La demanda mundial de gas natural se prepara para acelerar su crecimiento en 2026, impulsada por un fuerte aumento en la producción y oferta de gas natural licuado (GNL), que ampliará la conectividad entre los mercados energéticos globales y podría aliviar las presiones de suministro que caracterizaron los últimos años, según el último informe de la Agencia Internacional de Energía (IEA).
Tras un crecimiento modesto en 2025, donde la demanda mundial de gas creció menos del 1 % —presionada por un mercado ajustado y mayores precios al contado—, se espera que en 2026 la demanda total alcance un nuevo récord con un incremento cercano al 2 %. Este cambio es el resultado directo de un «tsunami» de nueva oferta de GNL que está entrando en operación, especialmente desde proyectos en América del Norte y Oriente Medio.

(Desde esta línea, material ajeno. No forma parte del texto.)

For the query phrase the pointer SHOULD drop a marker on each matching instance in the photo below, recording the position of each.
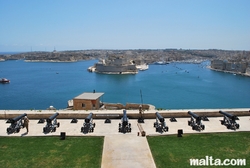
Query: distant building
(116, 65)
(87, 101)
(239, 67)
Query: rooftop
(89, 96)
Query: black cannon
(124, 126)
(160, 124)
(195, 122)
(229, 120)
(51, 124)
(16, 124)
(88, 125)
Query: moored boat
(4, 80)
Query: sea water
(38, 85)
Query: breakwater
(117, 114)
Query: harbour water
(38, 85)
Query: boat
(116, 65)
(161, 63)
(4, 80)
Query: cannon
(229, 120)
(195, 122)
(52, 124)
(88, 125)
(124, 126)
(160, 124)
(16, 124)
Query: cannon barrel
(13, 120)
(124, 118)
(88, 118)
(231, 116)
(52, 117)
(194, 115)
(159, 117)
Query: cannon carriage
(124, 126)
(16, 124)
(229, 120)
(195, 122)
(52, 124)
(160, 124)
(88, 125)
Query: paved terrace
(137, 153)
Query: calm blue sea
(173, 86)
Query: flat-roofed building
(87, 101)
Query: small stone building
(87, 101)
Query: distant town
(222, 60)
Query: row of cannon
(229, 120)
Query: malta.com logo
(210, 161)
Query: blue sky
(41, 25)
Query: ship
(4, 80)
(115, 65)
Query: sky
(45, 25)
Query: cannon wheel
(156, 129)
(194, 127)
(203, 127)
(166, 129)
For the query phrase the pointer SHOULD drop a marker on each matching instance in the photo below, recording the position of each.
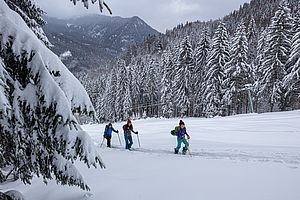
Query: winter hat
(181, 123)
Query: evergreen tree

La IEA destaca que el crecimiento de la oferta de GNL será uno de los factores más determinantes en la configuración del mercado global de gas en 2026. Se proyecta que la capacidad de suministro crecerá alrededor de un 7 % —el ritmo más rápido desde 2019—, principalmente a partir de nuevas plantas y expansiones en Estados Unidos, Canadá y Qatar. Este aumento, estimado en unos 40 mil millones de metros cúbicos (bcm) adicionales respecto al año anterior, promete mayor liquidez en los mercados internacionales y potencialmente menores precios.
El efecto de esta expansión no solo favorece a los importadores tradicionales en Europa y Asia, sino que también está conectando regiones que históricamente tenían mercados menos integrados, gracias al auge de contratos flexibles de GNL que permiten redirigir cargamentos según la demanda.
Asia se perfila como el principal motor del crecimiento de la demanda en 2026, con un incremento superior al 4 %, impulsado por el sector energético y la industria. Países como China e India están en el centro de esta dinámica, dado su rol creciente como grandes importadores de GNL.
En Europa, aunque la demanda general de gas se espera que disminuya debido al avance de las energías renovables, las importaciones de GNL alcanzarían niveles récord. Según proyecciones externas basadas en la misma información de la IEA, el bloque europeo podría importar hasta 185 bcm de GNL en 2026, superando el récord de 2025 en medio de esfuerzos continuos por reducir la dependencia de los combustibles fósiles provenientes de Rusia.
A pesar de la perspectiva positiva para la oferta, la IEA advierte que los riesgos de volatilidad persisten. Variables como tensiones geopolíticas, patrones climáticos extremos —que pueden influir en la demanda estacional de gas para calefacción— y la evolución de los flujos de energía entre regiones siguen siendo fuentes de incertidumbre.
Aunque el gas natural sigue siendo una fuente fósil, su capacidad para generar energía con menores emisiones que el carbón lo posiciona como un combustible de transición clave en muchos países, especialmente en aquellos con redes eléctricas que aún dependen de fuentes establecidas para asegurar la confiabilidad del sistema.